Our role today is some education, a lot of training and little information. Our emerging role is some education, less training and much more information. Learners just want the information now. Something that is stable and unstable content. When you go online to learn something, can you imagine going through objectives before finding what you learn?

We need ILT and keep Online Training. This is blended learning. Add (a) Knowledge base(s) and performance support tools, Communities of Practice. Today’s elearning is all of this put together. Training is not always the solution. We need to embrace the new technologies and approaches into our mix of solving organizational problems. These last things make up the Informal workplace learning. Add them altogether and you have true blended learning.

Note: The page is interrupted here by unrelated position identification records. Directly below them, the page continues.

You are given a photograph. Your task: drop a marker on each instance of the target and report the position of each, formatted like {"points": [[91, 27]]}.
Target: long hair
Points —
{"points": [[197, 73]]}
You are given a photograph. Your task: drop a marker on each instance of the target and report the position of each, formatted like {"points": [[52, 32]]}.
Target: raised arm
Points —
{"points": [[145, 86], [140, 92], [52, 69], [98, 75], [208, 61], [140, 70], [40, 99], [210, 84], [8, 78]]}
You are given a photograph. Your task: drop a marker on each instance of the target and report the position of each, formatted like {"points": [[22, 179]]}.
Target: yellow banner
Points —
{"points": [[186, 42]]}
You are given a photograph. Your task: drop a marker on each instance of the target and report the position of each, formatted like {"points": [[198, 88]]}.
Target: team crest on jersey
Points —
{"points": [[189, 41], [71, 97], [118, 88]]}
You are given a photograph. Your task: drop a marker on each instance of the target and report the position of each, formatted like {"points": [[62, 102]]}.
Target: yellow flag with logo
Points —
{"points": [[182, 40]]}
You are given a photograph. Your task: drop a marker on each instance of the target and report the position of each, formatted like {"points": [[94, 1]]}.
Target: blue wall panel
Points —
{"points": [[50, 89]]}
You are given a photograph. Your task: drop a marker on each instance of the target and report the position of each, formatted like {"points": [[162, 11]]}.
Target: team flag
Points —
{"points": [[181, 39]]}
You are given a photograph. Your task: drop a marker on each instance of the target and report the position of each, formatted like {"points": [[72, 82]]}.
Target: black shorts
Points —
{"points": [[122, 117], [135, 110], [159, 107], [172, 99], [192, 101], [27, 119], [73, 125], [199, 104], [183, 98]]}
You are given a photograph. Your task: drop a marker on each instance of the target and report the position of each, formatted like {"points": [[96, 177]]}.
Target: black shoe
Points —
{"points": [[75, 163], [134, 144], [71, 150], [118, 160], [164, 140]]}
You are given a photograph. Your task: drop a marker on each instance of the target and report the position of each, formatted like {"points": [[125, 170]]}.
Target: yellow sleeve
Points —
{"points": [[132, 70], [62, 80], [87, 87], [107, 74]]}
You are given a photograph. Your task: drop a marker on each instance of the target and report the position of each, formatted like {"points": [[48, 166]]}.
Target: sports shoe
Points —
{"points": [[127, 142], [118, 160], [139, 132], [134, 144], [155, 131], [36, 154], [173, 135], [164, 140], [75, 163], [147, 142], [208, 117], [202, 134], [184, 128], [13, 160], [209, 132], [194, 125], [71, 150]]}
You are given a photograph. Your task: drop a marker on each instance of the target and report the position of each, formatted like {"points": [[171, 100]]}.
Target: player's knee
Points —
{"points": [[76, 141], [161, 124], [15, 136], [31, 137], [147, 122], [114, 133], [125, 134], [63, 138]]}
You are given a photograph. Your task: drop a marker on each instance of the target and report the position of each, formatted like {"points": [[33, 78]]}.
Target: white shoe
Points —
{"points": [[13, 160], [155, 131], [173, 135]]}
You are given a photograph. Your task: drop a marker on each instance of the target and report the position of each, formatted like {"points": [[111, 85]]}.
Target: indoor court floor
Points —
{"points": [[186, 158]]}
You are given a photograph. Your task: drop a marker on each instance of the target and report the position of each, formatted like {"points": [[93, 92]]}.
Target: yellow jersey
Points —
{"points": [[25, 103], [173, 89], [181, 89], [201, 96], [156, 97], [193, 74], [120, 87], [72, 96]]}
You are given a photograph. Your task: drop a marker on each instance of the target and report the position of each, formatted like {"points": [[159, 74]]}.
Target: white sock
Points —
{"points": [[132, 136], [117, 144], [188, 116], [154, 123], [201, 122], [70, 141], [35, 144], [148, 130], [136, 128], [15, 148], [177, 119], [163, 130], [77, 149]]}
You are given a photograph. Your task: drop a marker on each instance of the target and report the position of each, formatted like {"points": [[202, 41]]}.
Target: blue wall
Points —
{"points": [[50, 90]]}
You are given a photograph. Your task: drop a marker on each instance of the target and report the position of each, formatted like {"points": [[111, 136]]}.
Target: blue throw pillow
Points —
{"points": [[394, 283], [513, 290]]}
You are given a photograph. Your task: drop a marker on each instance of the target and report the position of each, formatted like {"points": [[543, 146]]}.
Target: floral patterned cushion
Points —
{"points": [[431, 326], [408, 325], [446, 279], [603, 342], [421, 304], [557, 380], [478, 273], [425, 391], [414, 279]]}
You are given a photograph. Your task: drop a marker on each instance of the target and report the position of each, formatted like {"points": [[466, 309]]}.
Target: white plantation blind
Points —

The three Cs of a strong learning culture.

  • Champions. Many initiatives fail because of lack of champions. Beware of business leaders who say that LOVE learning and then they act differently, watch out:
    • Give directives without any money
    • Assign work to people who are overloaded or don’t have a clue.
    • Refuse to learn about learning
    • Refuse to tell their boss anything about it
    • Leave it to the team to make all the decisions.
    • Don’t assign deliverables or accountability
    • Don’t understand the role of t raining.
    • Approve other initiatives that undermine learning
    • Suggest that using the web at work is disruptive.
  • Communications: We use marketing, themes, branding, events for awareness: Newsletters, informal meetings, policy websites, FAQs, trainings for understanding; Success Stories, leadership presentations and involvement, manager presentations, coaching and testimonials for real adoption, to win the hearts and minds of executives down to the front-line people. If you only do the first, usage will be high and then drop. Those in the third camp, who prefer to use it, they will sing the advantages and alignment is easy.
  • Change – 9 things you can do to manage resistance:
    • Balance change management
    • Set proper expectations and incentives
    • Build support at all levels, including the front-line
    • Implement change management before the change itself
    • Commit to sustain the change long after initial deployment.
    • Early adopters may not be your most important audience.
    • Understand resistance and inability to change – they are different.
    • Recognize that implementation is not behavior change. Behavior change takes time.
    • Think big, start small, scale fast.

Leading Change – a book he recommends.

If your clients know what they want but they can’t define the problem, how will you solve it? You can’t! You have to figure out what the problem is. Remember that they are clients – we should be telling them what the solutions is, not them us.

Certification is good, but it should not matter where you get the information (focusing on the delivery) but instead on the performance.

“The worlds greatest technology fails if you are not aligned with the workplace, culture, objectives.”